Tayland hükümeti, selamın protestolarda kullanımını yasakladı ve selamı yapanları tutukladı. Diğer yandan Myanmar'da da 2021 askeri darbesinin ardından protestocular üç parmak selamını kullandı.
Bozkurt Selamı
Bozkurt, Türk mitolojisinde önemli bir sembol olarak kabul ediliyor ve Türklerin Orta Asya'daki kökenlerine dair anlatılarda Türk milletinin rehberi ve koruyucusu olarak görülüyor. Bu yönüyle Türk mitolojisinden anlamlar taşıyan bu işaret siyasi görüş temsil etmeksizin tarih boyunca Türk halkları tarafından kullanıldı.
20. yüzyılda ise özellikle Ziya Gökalp gibi düşünürlerin etkisiyle, bozkurt Türk milliyetçiliğinin önemli parçası haline geldi.

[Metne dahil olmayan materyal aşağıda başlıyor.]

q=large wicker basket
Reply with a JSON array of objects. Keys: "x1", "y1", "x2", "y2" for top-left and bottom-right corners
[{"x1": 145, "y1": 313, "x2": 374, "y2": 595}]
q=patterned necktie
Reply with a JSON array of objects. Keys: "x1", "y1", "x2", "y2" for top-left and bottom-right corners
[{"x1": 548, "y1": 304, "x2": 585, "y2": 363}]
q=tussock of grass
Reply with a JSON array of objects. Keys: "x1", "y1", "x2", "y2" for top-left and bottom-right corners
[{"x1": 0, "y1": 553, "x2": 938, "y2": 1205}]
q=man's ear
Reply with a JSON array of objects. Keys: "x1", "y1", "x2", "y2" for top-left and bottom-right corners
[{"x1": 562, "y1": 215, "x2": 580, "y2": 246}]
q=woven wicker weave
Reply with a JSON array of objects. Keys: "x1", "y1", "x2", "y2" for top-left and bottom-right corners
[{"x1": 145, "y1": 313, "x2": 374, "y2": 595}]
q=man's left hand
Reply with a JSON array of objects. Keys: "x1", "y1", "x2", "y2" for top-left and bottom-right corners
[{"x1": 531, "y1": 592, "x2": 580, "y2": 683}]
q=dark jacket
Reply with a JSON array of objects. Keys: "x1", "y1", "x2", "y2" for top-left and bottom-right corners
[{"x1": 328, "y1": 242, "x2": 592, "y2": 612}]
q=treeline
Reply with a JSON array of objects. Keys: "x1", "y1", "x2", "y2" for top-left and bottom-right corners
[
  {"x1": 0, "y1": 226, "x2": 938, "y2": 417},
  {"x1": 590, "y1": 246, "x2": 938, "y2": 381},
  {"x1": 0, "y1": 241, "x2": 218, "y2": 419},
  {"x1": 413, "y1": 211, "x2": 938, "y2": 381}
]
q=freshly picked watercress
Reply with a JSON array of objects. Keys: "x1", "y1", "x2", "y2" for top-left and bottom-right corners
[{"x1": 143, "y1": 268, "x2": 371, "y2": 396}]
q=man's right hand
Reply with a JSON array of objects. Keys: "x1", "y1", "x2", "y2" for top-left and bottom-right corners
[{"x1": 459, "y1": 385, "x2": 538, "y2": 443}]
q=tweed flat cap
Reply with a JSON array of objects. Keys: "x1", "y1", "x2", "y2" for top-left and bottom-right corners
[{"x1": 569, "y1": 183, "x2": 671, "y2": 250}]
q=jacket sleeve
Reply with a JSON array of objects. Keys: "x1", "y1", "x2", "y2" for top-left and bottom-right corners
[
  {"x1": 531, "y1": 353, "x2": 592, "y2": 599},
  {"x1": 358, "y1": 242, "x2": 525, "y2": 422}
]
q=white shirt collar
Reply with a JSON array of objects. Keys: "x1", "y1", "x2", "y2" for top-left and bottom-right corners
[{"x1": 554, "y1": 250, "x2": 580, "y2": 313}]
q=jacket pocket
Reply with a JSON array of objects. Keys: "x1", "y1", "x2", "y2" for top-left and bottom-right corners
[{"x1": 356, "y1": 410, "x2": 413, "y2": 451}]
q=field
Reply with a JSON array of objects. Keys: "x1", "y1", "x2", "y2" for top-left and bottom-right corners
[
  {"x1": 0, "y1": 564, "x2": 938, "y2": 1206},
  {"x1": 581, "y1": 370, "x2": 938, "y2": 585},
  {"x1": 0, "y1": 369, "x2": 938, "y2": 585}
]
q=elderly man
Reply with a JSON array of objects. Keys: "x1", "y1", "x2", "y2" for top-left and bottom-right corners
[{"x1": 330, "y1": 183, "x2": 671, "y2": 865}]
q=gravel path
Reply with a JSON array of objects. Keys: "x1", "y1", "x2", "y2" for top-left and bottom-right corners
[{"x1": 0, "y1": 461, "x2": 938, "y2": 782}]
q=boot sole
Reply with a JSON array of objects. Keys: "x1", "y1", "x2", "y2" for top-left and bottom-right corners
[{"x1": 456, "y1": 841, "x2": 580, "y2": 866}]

Bozkurt selamı, özellikle 1960'larda kurulan Milliyetçi Hareket Partisi (MHP) ve onun gençlik yapılanması olan Ülkü Ocakları tarafından kullanıldı. MHP'nin kurucusu Alparslan Türkeş, bozkurt sembolünü Türk milliyetçiliğinin bir simgesi olarak benimsedi.
Milli Görüş Selamı
Türkiye'de 1969’da Necmettin Erbakan liderliğindeki Milli Görüş Hareketi’nin selamı olarak ortaya çıktı. Baş parmak işareti olarak da bilinen Milli Görüş selamı, Milli Görüş hareketinin ve lideri Necmettin Erbakan'ın sembolik ifadesi olarak biliniyor.

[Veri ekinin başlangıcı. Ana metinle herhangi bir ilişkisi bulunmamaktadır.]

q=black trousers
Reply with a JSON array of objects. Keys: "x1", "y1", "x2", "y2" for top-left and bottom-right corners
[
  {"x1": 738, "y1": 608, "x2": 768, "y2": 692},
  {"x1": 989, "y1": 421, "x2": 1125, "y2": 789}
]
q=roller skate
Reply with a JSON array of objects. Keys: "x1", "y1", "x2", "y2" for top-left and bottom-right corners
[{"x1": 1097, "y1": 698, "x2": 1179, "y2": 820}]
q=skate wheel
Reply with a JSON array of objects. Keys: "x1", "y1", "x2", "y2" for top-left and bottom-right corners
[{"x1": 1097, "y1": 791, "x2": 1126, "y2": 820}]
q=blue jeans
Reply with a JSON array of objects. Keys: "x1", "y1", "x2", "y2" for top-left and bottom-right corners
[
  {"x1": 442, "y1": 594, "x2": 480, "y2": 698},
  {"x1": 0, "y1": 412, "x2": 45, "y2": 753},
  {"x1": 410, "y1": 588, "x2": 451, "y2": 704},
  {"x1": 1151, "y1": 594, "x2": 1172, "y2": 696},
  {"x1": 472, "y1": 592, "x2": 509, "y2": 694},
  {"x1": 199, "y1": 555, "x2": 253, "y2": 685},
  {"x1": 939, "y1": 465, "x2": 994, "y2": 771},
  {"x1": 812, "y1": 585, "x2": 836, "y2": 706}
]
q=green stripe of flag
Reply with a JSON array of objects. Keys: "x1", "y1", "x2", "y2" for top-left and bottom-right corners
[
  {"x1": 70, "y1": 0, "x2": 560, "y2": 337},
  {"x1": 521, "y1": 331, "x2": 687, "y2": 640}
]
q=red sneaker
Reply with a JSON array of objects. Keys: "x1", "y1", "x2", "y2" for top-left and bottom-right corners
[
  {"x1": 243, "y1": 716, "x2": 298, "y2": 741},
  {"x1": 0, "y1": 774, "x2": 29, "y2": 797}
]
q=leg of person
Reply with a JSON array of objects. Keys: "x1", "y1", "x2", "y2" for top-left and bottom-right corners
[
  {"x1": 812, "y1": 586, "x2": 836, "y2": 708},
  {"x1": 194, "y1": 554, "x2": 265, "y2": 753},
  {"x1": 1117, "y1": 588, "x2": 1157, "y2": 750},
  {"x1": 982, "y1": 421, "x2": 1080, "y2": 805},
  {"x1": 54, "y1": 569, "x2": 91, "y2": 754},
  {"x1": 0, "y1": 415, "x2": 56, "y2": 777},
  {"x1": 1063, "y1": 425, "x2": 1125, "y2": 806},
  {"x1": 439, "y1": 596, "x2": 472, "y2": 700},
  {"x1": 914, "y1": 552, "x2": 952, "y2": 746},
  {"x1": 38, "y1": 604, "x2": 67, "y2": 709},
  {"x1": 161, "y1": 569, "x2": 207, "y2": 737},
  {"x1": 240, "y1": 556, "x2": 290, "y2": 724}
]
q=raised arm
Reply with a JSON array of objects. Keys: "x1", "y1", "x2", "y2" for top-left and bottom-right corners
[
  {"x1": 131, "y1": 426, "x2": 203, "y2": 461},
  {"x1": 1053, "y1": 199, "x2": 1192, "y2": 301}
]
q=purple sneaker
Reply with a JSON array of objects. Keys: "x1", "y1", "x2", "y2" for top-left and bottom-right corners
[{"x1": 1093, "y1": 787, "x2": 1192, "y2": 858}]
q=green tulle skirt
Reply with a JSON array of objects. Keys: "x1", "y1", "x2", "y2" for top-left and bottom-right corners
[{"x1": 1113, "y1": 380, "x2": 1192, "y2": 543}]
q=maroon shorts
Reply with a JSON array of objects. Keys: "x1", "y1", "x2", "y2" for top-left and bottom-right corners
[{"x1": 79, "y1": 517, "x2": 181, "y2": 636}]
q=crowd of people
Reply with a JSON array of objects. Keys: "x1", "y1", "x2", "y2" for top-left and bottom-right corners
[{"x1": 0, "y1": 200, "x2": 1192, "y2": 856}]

Erbakan, bu selamı kullanarak taraftarlarına hareketin ideolojik temelini ve birlik çağrısını iletti. Hareketin sembolik bir selamı haline gelmesi, Erbakan'ın liderlik tarzı ve hareketin ideolojisinin bir yansıması olarak zamanla yaygınlaştı. Bu selam, birlik ve beraberliği simgeleyen bir anlam taşımakla birlikte hareketin mensupları arasında dayanışma ve birliktelik mesajını iletmek için kullanılıyor.
ANAP Selamı
ANAP selamı, Turgut Özal’ın 1983 yılında kurduğu Anavatan Partisi’nin (ANAP) sembolü olarak biliniyor. İki elin baş hizasında birleştirilmesiyle yapılan selamlaşma birliğin, beraberliğin ve dayanışmanın bir göstergesi olarak ortaya çıktı. Turgut Özal, bu sembolü özellikle siyasi mesajını ve partinin vizyonunu vurgulamak için kullanıyordu.

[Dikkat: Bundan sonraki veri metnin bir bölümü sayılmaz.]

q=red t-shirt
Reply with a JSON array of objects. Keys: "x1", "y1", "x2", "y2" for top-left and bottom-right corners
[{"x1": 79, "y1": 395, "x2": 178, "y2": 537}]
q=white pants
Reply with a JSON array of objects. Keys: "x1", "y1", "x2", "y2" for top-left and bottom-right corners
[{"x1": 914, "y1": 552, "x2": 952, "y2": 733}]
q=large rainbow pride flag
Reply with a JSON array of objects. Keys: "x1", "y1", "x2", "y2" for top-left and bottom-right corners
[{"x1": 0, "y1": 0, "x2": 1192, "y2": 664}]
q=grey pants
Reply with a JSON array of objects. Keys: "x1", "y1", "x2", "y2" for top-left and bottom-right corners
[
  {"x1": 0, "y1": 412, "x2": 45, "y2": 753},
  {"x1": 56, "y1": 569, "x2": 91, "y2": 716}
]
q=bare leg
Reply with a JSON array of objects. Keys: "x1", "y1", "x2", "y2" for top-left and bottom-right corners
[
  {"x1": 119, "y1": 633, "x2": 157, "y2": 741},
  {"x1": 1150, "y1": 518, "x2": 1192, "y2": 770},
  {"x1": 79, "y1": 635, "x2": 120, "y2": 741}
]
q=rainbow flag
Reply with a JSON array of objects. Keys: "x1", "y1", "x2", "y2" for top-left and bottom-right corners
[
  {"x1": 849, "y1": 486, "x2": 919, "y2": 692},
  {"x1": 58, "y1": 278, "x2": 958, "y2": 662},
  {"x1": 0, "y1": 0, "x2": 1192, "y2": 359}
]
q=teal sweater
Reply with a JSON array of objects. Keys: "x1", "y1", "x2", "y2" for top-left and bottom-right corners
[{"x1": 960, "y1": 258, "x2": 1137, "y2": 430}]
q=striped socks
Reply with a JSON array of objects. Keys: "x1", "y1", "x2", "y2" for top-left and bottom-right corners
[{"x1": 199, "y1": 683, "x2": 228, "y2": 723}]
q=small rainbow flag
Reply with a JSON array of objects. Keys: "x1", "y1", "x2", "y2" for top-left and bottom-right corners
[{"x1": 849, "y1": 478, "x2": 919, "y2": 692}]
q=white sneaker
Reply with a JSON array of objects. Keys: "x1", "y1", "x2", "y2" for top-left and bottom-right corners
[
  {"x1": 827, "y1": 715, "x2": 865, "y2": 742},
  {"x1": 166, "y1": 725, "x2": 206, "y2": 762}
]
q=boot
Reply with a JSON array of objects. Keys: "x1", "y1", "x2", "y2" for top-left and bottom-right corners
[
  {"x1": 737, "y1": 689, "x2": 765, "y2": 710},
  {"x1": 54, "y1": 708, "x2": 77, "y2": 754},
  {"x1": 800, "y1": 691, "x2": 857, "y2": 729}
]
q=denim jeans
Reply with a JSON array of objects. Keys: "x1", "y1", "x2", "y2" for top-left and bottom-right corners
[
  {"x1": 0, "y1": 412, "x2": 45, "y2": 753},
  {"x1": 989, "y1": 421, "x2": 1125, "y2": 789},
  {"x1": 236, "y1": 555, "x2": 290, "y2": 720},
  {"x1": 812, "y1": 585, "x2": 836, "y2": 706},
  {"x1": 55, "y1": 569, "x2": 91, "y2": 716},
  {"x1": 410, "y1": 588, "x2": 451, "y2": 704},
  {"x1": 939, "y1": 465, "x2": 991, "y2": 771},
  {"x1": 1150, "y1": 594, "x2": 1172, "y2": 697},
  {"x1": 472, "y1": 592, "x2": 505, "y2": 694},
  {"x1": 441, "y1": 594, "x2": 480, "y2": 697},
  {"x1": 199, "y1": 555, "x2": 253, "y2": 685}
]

Bu el hareketi, ANAP’ın temel ilkelerinden biri olan farklı kesimleri bir araya getirme ve ortak bir hedef doğrultusunda çalışma anlayışını temsil ediyordu. Aynı zamanda, halka yakın olma ve herkesin katılımını sağlama gibi mesajlar da içeriyordu. Özal, parti içindeki ve toplumdaki birlik ve beraberlik ruhunu güçlendirmek amacıyla bu selamlaşmayı yaygınlaştırdı.
Fidel Castro’nun Yumruğu
Fidel Castro'nun yumruğu, 20. yüzyılın önemli devrimci sembollerinden biri olarak kabul ediliyor. Bu işaret, Castro'nun liderliğinde 1952 ile 1959 yılları arasında gerçekleşen Küba Devrimi ile ortaya çıktı ve zamanla sosyalist ve anti-emperyalist hareketlerin evrensel bir işareti haline geldi.
Castro’nun, devrimci lider olarak halkı selamlarken ve zafer konuşmaları yaparken sıkça yumruğunu havaya kaldırılması, devrimci mücadeleyi, direnişi ve sosyalist idealleri simgeleyen bir sembol olarak görülüyor.